Collobert et al. 2011, before the release of word2vec, already uses a one-layer convolution block to perform many NLP tasks. One of the key points of their architecture is its ability to perform well with the use of raw words. The method is able to learns good word representations for the words. At the start, the features are taken form lookup table with randomly generated values. Word representation are then trained by backpropagation.
Yu et al. 2014, Evaluated a sentence model based on a convolutional neural network (CNN) that is sensitive to word ordering and is able to capture features of the sentence n-grams. The convolution and pooling layers help to capture long-range dependencies, which are common in questions.
Kalchbrenner et al. 2014. Extend the idea to form a dynamic CNN (DCNN) by stacking CNN and using dynamic k-max pooling operations over long sentences. This research significantly improved over existing approaches at the time in much short text and multiclass classification.
Yoon Kim extends the single-block CNN by adding multiple input channels and multiple kernels of various lengths to give higher-order combinations of ngrams. He further established that using unsupervised pertained word representation such as word2vec improve the performance of the classification
Yin et al. further improved Kim’s multi-channel, variable kernel framework and used Multichannel Variable-Size Convolution (MVCNN) architecture for sentence classification. It combines various pertained embeddings and variable-size convolution filters.
Santos and Gatti propose a new deep convolutional neural network that exploits from character-to sentence-level information to perform sentiment analysis of short texts to achieve effective short text classification.
Johnson and Zhang explore the usage of region embeddings for effective short text categorisation, due to the ability to capture contexts over a larger span where word embeddings fail.
Wang and others perform semantic clustering using density peaks on pre-trained word embeddings forming a representation they call semantic cliques, with such semantic units used further with convolutions for short-text mining.
Zhang et al. explore the use of character-level representations for a CNN instead of word-level embeddings.
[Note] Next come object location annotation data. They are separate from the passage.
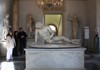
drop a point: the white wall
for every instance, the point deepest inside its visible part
(98, 19)
(2, 13)
(72, 6)
(29, 6)
(78, 7)
(91, 22)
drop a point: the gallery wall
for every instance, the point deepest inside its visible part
(98, 19)
(77, 7)
(91, 10)
(2, 13)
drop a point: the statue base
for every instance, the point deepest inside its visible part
(76, 41)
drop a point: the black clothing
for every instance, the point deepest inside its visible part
(22, 41)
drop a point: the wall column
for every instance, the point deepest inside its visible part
(15, 15)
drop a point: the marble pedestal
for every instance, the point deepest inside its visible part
(54, 58)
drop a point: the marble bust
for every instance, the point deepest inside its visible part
(48, 35)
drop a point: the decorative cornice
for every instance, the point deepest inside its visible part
(66, 0)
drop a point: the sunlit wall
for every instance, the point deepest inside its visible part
(55, 19)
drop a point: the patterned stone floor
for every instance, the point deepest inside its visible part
(92, 62)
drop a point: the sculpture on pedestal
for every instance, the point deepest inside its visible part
(30, 26)
(48, 35)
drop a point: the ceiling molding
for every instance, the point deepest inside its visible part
(66, 0)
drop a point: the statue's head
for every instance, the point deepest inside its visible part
(74, 16)
(7, 16)
(39, 25)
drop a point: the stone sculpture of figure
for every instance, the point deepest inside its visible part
(30, 26)
(6, 26)
(74, 26)
(48, 34)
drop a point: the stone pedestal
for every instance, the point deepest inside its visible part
(54, 58)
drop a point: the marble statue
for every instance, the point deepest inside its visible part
(75, 23)
(48, 35)
(30, 26)
(6, 26)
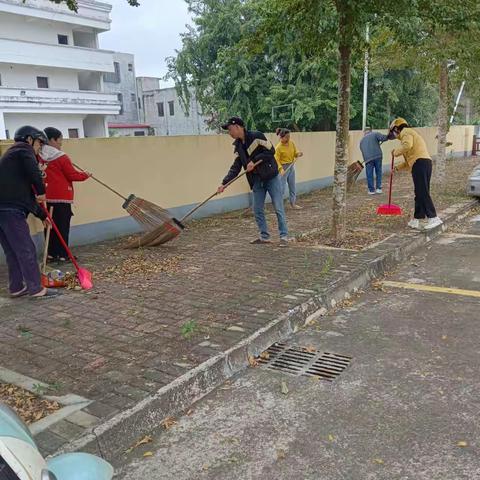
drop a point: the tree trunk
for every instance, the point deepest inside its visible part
(341, 143)
(442, 123)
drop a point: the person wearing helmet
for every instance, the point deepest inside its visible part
(417, 160)
(20, 177)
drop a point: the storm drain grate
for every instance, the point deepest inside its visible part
(301, 361)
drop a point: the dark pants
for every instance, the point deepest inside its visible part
(421, 174)
(62, 214)
(19, 251)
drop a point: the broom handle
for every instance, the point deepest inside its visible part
(193, 210)
(47, 241)
(101, 183)
(391, 182)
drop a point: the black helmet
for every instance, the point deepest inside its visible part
(26, 131)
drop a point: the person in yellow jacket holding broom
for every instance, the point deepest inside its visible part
(285, 154)
(417, 160)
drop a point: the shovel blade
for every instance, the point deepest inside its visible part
(85, 278)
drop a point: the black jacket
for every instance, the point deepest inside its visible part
(19, 171)
(255, 148)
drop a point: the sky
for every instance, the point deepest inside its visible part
(151, 32)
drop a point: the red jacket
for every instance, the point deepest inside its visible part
(60, 174)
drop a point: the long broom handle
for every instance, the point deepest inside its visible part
(193, 210)
(391, 181)
(102, 183)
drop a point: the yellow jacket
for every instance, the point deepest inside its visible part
(285, 154)
(413, 147)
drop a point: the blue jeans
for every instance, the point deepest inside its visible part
(275, 188)
(372, 165)
(20, 252)
(289, 179)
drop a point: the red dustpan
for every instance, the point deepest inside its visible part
(389, 208)
(84, 276)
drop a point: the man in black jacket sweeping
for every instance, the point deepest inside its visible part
(250, 148)
(19, 172)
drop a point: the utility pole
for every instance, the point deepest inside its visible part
(365, 82)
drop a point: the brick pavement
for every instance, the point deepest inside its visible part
(135, 333)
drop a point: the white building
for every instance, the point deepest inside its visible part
(161, 109)
(51, 69)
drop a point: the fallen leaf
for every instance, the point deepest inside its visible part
(168, 423)
(252, 361)
(143, 441)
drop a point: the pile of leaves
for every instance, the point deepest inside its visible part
(27, 405)
(140, 266)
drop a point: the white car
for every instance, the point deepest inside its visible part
(473, 187)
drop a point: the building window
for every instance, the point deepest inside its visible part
(62, 39)
(42, 82)
(161, 110)
(120, 99)
(113, 77)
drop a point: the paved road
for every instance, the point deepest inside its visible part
(406, 408)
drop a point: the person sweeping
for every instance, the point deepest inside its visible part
(286, 154)
(419, 163)
(255, 154)
(60, 175)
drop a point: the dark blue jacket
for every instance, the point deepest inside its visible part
(255, 148)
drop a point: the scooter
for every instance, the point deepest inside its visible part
(21, 460)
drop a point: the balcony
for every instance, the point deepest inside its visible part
(61, 56)
(91, 13)
(17, 100)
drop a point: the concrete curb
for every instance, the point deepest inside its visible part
(113, 436)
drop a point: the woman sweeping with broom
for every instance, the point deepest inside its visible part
(418, 161)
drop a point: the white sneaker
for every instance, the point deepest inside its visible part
(432, 223)
(415, 224)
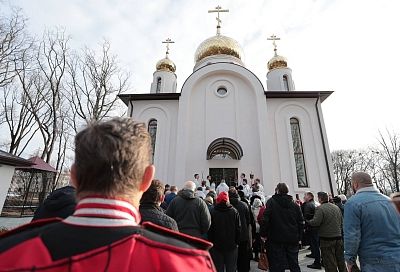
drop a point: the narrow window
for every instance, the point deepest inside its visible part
(158, 88)
(298, 153)
(152, 128)
(285, 83)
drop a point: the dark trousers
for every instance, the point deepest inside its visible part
(243, 263)
(333, 255)
(224, 260)
(314, 244)
(280, 256)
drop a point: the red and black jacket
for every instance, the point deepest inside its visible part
(102, 235)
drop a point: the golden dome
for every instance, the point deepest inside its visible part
(217, 45)
(277, 62)
(166, 65)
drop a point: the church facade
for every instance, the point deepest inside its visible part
(224, 122)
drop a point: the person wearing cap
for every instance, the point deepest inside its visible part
(224, 233)
(283, 227)
(244, 246)
(371, 228)
(190, 212)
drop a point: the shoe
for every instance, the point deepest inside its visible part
(314, 266)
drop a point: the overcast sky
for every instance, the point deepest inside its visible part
(349, 47)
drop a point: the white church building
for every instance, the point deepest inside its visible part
(224, 122)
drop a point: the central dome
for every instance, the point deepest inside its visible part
(218, 45)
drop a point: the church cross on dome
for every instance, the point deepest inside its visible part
(167, 41)
(218, 9)
(274, 38)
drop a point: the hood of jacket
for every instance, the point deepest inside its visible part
(283, 200)
(223, 206)
(60, 198)
(186, 194)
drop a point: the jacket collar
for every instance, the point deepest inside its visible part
(367, 189)
(98, 211)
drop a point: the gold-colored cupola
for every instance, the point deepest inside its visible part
(218, 44)
(166, 64)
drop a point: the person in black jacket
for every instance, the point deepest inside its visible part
(150, 209)
(283, 227)
(308, 209)
(60, 203)
(190, 212)
(224, 233)
(244, 250)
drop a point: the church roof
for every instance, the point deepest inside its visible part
(9, 159)
(299, 94)
(269, 94)
(39, 164)
(148, 96)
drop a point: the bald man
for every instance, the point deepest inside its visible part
(371, 228)
(190, 212)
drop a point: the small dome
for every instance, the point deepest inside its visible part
(166, 65)
(277, 62)
(217, 45)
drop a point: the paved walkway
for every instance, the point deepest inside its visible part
(9, 223)
(303, 261)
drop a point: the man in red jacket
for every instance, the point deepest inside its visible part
(112, 169)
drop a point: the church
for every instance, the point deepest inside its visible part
(224, 121)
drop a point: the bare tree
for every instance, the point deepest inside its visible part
(344, 164)
(94, 83)
(390, 155)
(51, 60)
(13, 41)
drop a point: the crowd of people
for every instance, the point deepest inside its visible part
(122, 219)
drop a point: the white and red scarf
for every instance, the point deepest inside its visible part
(98, 211)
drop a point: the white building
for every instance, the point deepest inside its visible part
(223, 122)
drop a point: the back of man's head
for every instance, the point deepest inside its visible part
(323, 197)
(362, 178)
(189, 185)
(282, 188)
(111, 157)
(154, 194)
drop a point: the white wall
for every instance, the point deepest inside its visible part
(6, 174)
(282, 161)
(168, 82)
(204, 117)
(165, 112)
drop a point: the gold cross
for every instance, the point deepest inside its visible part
(274, 38)
(218, 9)
(167, 41)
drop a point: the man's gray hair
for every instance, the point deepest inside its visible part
(190, 185)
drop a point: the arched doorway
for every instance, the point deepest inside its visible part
(224, 149)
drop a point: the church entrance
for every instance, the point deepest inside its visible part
(229, 174)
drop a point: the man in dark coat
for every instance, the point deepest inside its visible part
(224, 233)
(150, 209)
(60, 203)
(312, 232)
(244, 250)
(283, 226)
(190, 212)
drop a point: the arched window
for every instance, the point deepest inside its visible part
(298, 153)
(158, 88)
(286, 83)
(152, 128)
(224, 149)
On a large dataset, character-level modeling of sentences performs very well when compared to traditional sparse representations or even deep learning frameworks, such as word embedding CNNs or RNNs.
Conneau et al. designed a very deep CNN along with modifications such as shortcuts to learn more complex features.
Xiao and Cho further extends the character level encoding for entire document classification task when combined with RNNs with a lower number of parameters.
Zhang et all combine CNN, Bi-LSTM with multi-attention mechanism to take into account the contextual meaning of words and improve the performance of the classification.